Similarly, ‘Dark Waters’ was also described as both “a killer-diller of a thriller” and as “a Horror Film”; a “tingling diversion”; and “a creepy story” (Crowtherc 1944).
If it was, therefore “a ‘must’ for thriller audiences”, its status as a thriller was due to the ways in which “Andre de Toth, the director, has added enough weird sounds, evil glances and mysterious effects to give a normal person the creeps.” (Guernseyb 1944)
‘Dark Waters’ was therefore described as “a spine-chilling melodrama” (Creelmanc 1944) that resembles the “Hitchcock thrillers” (Winstene 1944), while also being clearly identified as one of the best “horror mystery pictures of the year” (Cookc 1944); a “Memorable Horror Film” (McManus 1944); and “a horror story of the sort that made the Rialto Theatre infamous.” (McManus 1944)
Another classic Gothic (or paranoid) woman’s film, ‘The Spiral Staircase’, was also identified as “a Thriller”, largely on the grounds that it featured “a deft creation of ‘atmosphere’ and mood sustained through a crescendo of chilling events” (Bell 1946). In addition, the film was claimed to put “more than ordinary pleasurable strain on the nervous system”, and to be in the “chills and fever business”.
If all these claims suggested an association with horror, other reviews were more explicit in their identification of ‘The Spiral Staircase’ as a horror film. If Variety referred to the film as a “murder thriller”, it also claimed that “Director Robert Siodmak has retained a feeling of terror throughout the film” (Bron. 1946), while Time claimed that the film confirmed Siodmak’s growing reputation as “Hollywood’s top horror man” (Anon 1946).

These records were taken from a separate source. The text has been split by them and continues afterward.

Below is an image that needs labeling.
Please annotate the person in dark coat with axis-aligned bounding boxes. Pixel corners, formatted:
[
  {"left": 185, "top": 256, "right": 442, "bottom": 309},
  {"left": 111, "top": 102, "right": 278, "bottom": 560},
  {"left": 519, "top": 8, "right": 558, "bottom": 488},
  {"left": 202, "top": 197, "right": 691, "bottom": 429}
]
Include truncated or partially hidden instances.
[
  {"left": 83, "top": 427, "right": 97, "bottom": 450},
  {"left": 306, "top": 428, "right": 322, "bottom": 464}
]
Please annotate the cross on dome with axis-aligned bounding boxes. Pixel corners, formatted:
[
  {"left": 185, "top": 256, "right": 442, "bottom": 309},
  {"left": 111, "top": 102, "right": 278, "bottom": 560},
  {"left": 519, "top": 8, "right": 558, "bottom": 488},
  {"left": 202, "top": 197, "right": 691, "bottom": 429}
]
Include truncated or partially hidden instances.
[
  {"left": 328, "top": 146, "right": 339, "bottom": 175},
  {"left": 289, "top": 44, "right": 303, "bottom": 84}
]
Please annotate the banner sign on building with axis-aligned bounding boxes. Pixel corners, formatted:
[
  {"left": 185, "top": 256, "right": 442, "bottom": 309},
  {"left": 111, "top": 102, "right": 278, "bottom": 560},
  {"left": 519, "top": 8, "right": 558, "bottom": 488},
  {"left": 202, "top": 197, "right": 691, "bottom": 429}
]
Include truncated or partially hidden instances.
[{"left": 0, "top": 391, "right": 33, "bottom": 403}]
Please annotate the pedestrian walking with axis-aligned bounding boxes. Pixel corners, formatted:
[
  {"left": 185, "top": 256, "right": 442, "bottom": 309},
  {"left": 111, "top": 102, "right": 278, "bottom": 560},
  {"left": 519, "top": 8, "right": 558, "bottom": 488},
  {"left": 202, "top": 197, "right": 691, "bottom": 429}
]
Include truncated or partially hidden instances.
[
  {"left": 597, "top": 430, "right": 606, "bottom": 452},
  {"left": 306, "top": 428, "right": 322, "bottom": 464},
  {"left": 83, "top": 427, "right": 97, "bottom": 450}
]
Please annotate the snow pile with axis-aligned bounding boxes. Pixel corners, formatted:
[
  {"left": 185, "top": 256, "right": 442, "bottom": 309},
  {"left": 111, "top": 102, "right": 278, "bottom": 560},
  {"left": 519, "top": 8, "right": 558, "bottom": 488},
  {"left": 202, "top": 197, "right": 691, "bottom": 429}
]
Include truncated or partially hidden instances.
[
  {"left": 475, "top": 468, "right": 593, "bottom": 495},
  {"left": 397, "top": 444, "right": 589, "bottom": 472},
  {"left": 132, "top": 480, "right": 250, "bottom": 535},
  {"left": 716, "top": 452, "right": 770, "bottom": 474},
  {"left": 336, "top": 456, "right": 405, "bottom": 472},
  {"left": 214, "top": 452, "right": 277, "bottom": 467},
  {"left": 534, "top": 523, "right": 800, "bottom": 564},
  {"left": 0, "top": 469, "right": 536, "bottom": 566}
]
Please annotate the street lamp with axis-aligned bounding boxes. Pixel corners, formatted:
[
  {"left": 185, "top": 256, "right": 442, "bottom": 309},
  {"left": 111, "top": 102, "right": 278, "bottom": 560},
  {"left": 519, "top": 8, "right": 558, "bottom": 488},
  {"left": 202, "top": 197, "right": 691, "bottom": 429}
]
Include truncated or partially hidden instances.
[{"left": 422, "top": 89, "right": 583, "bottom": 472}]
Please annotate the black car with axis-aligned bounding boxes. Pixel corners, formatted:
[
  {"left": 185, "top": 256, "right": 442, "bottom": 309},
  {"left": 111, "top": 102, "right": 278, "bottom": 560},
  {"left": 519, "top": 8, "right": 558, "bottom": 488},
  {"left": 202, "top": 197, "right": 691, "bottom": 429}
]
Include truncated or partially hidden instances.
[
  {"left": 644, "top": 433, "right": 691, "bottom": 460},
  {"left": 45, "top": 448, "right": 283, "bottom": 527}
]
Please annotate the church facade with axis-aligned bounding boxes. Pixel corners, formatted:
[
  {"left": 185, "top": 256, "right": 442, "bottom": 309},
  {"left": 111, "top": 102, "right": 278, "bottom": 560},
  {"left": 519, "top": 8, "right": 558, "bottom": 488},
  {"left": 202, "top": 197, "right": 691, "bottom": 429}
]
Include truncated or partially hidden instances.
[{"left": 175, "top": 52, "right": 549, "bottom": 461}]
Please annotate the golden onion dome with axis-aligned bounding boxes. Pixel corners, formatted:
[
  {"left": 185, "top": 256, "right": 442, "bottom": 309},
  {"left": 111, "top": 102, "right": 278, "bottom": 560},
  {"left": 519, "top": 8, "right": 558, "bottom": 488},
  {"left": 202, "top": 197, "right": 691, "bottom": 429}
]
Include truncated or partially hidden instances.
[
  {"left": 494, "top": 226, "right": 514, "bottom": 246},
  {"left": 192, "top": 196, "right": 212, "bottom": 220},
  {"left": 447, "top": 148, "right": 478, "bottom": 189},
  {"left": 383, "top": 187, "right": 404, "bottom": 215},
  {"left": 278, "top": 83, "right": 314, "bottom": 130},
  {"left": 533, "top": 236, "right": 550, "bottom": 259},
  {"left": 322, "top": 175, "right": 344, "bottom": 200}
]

Alternatively, the New York Times described it as “a shocker plain and simple” (T.M.P. 1946), that operated “on the time-tested theory that moviegoers are seldom more satisfied than when a film causes them to experience cold chills”, and it claimed that Siodmak’s film uses “practically every established device know to produce goose pimples.”
Furthermore, the film is claimed to be so effective that “we know that the film is likely to scare the daylights out of most audiences.”